The Perfect Roasted Chicken
This recipe calls for a 5 qt cast iron dutch oven with a lid


1 whole 3 lb chicken
4 medium-sized potatoes
1 large onion
6-8 garlic cloves, reserve 2 or 3 for stuffing in the chicken
1 lemon or lime
About 2 tablespoons minced fresh herbs- I use a combination of fresh Rosemary, and dried Oregano and Basil. Thyme is also a delicious pairing here.
1 tablespoon + 1 tsp coarse sea salt or Kosher salt
1 teaspoon black pepper
3 tablespoons olive oil


Preheat your oven to 400 degrees F (200 degrees C). Start by washing the inside and outside of your chicken with plenty of cold water. Do this in an empty sink, and take care to wash your hands and the sink well after with soap- my Momma taught me to be extra careful with raw chicken, and it kind of stuck. You can leave the chicken to drain the sink for a few minutes while you prepare the vegetables.
Cube the potatoes, cut the onion in half, set aside one half and cut the other into large chunks. Remove the skins from the garlic. Cut the lemon or lime in half, and set aside with the remaining onion half and a few whole garlic cloves. Place into the bottom of your Dutch oven, and toss the vegetables with 1 tablespoon of olive oil, 1 tsp of sea salt, 1 tsp black pepper, and a bit of the chopped fresh rosemary.
Combine the rest of the herbs, salt, and olive oil in a small bowl. Take the chicken and dry it completely with a clean dish towel or paper towels. This will help the skin remain crispy after cooking. Place the chicken breast-side-down in the Dutch oven on top of the vegetables. Rub it well with half of the herb-oil mixture, then flip it over so it is breast-side-up and rub completely with the remainder of the herbs and oil.
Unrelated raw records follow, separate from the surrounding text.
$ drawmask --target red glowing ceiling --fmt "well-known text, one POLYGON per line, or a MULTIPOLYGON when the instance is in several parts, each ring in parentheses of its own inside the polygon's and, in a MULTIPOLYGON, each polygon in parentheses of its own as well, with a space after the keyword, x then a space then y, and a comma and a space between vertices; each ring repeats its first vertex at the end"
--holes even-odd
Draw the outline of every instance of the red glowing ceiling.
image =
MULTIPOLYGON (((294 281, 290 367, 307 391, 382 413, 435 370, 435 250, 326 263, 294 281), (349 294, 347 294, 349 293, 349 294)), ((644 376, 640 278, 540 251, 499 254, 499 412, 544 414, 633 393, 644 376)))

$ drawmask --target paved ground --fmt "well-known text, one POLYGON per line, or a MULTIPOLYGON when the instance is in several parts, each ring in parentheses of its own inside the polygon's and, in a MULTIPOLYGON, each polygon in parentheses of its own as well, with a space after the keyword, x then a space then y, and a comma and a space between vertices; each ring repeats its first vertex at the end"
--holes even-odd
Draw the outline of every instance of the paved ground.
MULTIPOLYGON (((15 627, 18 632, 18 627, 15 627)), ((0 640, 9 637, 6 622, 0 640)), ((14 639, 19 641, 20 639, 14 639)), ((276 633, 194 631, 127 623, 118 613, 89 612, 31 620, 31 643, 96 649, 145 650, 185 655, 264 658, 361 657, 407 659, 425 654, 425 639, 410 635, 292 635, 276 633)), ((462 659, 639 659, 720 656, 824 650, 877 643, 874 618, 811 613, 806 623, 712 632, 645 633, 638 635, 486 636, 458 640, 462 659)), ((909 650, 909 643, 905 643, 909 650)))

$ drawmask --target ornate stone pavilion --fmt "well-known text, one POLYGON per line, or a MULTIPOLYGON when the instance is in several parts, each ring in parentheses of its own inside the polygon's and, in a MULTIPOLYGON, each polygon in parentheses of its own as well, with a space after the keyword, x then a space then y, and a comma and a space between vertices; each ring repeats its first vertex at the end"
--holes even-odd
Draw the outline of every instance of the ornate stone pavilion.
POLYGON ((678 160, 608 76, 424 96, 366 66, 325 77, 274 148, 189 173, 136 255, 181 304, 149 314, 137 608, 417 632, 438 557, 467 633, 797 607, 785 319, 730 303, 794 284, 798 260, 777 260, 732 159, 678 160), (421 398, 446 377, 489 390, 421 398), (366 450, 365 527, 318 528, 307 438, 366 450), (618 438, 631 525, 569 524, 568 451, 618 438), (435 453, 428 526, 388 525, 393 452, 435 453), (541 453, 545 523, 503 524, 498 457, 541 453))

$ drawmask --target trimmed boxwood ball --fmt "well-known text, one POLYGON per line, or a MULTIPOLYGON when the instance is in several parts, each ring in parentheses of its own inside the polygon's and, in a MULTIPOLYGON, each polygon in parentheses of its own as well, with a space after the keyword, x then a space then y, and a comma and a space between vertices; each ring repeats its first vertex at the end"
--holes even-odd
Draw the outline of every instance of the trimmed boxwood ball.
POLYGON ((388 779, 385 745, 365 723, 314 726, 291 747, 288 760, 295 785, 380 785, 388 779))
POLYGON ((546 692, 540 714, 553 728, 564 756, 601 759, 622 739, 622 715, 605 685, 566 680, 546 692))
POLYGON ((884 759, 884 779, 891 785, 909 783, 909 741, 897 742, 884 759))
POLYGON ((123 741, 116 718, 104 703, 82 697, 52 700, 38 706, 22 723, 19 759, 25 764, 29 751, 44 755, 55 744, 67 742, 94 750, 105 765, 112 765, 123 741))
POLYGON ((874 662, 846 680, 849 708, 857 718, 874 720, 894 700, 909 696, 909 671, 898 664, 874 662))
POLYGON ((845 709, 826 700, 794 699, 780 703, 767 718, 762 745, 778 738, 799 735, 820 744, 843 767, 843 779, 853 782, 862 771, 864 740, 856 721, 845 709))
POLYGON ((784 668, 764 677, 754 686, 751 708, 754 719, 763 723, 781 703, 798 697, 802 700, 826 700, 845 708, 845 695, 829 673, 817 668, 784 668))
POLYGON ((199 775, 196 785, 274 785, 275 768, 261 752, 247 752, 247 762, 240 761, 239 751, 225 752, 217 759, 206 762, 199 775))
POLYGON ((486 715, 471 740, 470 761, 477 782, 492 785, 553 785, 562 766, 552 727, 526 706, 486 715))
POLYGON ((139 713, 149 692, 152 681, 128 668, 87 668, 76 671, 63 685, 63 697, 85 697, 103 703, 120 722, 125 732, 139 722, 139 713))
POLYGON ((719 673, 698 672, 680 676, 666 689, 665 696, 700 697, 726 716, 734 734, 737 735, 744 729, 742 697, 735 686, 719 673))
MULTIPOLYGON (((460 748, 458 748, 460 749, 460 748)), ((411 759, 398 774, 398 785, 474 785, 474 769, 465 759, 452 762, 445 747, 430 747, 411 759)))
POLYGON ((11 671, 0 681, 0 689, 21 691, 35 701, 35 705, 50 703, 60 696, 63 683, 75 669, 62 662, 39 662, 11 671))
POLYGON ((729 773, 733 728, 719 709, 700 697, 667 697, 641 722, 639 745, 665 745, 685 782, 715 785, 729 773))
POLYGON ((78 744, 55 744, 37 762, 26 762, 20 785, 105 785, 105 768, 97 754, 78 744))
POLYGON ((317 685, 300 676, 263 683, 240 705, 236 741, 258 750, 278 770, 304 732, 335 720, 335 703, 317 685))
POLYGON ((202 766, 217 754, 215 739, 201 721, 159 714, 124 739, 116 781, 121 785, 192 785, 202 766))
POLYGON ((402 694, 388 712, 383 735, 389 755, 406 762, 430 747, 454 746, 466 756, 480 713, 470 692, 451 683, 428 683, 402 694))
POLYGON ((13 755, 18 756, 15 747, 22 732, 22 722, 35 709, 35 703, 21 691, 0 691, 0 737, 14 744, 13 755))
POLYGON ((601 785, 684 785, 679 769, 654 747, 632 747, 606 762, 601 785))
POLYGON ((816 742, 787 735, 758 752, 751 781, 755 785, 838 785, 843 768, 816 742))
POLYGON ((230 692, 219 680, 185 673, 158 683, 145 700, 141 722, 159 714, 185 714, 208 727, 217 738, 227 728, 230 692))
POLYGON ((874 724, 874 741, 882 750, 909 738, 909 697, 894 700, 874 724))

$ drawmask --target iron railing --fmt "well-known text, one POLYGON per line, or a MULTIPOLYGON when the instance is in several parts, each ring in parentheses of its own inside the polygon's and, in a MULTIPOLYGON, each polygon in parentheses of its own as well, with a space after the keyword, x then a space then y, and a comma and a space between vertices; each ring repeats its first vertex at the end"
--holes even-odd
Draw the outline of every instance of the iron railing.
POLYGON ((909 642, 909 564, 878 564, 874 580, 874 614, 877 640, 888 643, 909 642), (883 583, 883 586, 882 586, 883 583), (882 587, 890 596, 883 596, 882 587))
Stuff the cavity of the chicken with the two lemon halves, the half onion, and the garlic cloves.
Put the cover on the Dutch oven and place into the middle of the oven. Cook for 1 hour.
After an hour, remove from the oven. Take off the cover, and use a basting brush to gently baste the chicken with some of the juices that have collected in the bottom- taking care not to wash off the herbs. Some people have suggested squeezing a lemon over the chicken at this point, or pouring on some red wine. I’ve never tried this, but I think you can’t go wrong.
Put the chicken back in the oven without the top on and cook uncovered for a remaining 20-30 minutes, until the skin is a golden brown color and looks crispy. When you poke the chicken near the thigh, the juices should run completely clear.
When you plate the chicken and vegetables, don’t forget to spoon on some of the gravy. I use the term “gravy” loosely here- but it is hands down the best part of the dish.

Good Shabbos!

3 thoughts on “The Perfect Roasted Chicken

  1. Please tell me that’s really your chicken in the picture. My mouth is watering. I have to admit that I’ve always been intimidated by the Dutch Oven (ominous music here), but if you get a great roasted chicken out of it, maybe it’s time for me to get one. Have a great Shabbos, enjoy, and enjoy Israel! I would love to be there.
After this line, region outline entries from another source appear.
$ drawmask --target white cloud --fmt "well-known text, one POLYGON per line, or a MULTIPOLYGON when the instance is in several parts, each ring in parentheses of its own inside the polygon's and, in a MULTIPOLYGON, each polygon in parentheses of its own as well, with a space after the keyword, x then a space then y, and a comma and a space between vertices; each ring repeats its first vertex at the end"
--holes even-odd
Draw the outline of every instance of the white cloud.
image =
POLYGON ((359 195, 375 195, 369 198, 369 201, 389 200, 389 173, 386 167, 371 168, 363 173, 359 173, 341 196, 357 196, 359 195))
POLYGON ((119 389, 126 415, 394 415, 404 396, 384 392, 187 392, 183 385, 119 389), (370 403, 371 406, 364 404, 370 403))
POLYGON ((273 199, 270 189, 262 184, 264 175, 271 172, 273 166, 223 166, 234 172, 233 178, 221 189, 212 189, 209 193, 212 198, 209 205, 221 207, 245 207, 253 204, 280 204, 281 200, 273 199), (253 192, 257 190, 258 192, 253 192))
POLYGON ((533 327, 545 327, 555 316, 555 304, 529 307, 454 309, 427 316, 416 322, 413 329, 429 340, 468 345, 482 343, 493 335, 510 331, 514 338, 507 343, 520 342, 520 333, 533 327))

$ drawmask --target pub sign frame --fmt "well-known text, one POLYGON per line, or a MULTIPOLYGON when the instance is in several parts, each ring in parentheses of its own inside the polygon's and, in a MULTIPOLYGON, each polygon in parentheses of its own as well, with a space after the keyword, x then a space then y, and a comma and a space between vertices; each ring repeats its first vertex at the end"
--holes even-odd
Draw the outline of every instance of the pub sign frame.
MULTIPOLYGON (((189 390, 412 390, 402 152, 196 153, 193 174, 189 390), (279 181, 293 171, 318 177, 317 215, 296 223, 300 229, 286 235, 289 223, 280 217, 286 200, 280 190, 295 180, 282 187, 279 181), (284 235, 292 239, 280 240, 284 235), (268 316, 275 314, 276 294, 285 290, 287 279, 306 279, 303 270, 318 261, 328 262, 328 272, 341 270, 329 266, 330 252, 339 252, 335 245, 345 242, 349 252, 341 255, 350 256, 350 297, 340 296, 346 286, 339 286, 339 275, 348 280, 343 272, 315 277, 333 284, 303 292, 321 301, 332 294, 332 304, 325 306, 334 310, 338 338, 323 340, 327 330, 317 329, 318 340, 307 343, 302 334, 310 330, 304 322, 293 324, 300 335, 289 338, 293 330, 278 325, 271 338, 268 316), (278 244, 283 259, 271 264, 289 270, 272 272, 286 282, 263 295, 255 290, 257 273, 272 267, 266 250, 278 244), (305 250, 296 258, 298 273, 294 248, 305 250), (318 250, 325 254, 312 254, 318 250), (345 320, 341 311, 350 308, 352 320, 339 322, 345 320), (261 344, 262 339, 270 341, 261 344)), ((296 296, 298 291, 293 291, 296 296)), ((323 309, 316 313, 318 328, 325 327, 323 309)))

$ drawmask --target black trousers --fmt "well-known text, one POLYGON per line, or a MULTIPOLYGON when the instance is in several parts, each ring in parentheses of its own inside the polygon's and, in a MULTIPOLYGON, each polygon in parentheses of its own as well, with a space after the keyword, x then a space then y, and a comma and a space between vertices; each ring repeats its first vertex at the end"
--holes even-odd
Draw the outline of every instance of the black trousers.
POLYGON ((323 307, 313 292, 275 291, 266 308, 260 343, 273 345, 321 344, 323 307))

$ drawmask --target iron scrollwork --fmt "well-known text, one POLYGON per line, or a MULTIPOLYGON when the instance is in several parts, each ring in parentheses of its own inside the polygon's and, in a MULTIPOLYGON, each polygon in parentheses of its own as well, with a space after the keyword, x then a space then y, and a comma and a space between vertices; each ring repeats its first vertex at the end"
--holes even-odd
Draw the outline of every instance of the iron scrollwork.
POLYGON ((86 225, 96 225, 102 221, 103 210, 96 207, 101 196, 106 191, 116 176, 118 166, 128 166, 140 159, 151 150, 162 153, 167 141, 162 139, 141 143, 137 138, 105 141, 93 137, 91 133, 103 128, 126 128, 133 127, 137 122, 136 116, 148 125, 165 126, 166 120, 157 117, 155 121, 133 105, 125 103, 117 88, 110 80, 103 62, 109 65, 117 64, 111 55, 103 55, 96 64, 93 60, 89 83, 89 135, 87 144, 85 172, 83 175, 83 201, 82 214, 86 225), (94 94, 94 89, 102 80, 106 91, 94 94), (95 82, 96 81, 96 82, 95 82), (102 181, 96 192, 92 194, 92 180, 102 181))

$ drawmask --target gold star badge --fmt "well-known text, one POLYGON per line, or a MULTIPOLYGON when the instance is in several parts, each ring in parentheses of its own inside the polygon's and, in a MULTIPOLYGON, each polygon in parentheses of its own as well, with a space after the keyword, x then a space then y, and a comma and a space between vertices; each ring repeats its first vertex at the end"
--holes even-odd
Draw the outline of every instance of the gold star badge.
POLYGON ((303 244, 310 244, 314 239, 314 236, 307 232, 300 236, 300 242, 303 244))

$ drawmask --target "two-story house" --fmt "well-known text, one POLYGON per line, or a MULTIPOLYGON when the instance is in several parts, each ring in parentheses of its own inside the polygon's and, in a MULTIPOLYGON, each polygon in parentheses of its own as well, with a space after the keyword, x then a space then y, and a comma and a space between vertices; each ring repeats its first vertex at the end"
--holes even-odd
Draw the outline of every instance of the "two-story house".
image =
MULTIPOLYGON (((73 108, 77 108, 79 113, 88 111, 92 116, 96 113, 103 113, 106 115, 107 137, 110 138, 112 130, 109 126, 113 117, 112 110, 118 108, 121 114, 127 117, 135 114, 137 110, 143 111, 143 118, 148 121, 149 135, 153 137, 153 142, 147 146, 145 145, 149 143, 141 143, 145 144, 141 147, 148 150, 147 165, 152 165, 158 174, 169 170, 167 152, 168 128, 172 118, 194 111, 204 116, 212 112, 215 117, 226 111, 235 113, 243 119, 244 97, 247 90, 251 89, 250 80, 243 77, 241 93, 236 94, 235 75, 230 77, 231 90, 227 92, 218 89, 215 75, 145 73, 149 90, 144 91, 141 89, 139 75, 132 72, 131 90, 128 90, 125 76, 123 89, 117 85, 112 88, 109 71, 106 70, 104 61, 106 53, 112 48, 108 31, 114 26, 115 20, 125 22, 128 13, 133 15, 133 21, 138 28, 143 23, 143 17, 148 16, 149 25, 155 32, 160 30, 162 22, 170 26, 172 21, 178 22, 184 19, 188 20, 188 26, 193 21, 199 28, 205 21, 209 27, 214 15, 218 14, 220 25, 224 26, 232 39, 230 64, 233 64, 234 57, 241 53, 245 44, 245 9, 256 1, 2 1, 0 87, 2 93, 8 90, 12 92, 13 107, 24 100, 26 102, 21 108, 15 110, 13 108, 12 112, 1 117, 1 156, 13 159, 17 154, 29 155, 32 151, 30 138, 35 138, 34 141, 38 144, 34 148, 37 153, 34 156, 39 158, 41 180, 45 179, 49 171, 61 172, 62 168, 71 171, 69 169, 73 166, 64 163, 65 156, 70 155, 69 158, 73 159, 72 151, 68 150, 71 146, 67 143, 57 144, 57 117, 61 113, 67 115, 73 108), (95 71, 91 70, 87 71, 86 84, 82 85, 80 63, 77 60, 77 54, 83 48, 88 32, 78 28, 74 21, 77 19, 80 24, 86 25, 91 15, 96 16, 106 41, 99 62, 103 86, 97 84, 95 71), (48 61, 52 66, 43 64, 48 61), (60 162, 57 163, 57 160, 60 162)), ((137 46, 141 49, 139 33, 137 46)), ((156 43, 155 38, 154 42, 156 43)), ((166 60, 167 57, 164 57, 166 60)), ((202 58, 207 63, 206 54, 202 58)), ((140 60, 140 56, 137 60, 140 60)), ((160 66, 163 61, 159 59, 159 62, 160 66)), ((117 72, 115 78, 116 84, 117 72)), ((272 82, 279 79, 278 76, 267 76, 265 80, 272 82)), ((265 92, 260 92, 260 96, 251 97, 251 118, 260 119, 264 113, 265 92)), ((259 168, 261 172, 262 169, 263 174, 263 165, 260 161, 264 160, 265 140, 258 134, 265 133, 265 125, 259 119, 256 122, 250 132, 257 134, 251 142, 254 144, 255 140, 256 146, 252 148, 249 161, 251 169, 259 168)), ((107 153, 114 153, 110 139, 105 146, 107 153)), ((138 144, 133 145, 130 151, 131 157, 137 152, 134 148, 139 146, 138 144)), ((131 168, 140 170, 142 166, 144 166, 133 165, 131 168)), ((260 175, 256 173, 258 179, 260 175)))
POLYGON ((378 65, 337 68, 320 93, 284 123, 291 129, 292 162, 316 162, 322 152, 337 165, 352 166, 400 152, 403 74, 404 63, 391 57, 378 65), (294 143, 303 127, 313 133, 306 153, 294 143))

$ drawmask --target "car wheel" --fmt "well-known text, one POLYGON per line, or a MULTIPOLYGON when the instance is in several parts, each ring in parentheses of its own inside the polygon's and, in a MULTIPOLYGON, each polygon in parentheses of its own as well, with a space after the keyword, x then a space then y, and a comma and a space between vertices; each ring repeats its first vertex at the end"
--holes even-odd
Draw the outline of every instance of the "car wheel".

    1. Oh ya, and I’ve got the leftovers in my fridge for dinner! You can do so many things with the Dutch oven- even though I’ll admit I’m lacking in my repertoire. Although I have made some incredible no-knead, easiest ever artisan bread with it, and I think that’s reason enough to buy one. And the cholent! Oh yes, the cholent…

      1. mmmmmmmm. Please elaborate on the cholent possibilities. I currently employ the crockpot method, and am curious to hear about the dutch oven method!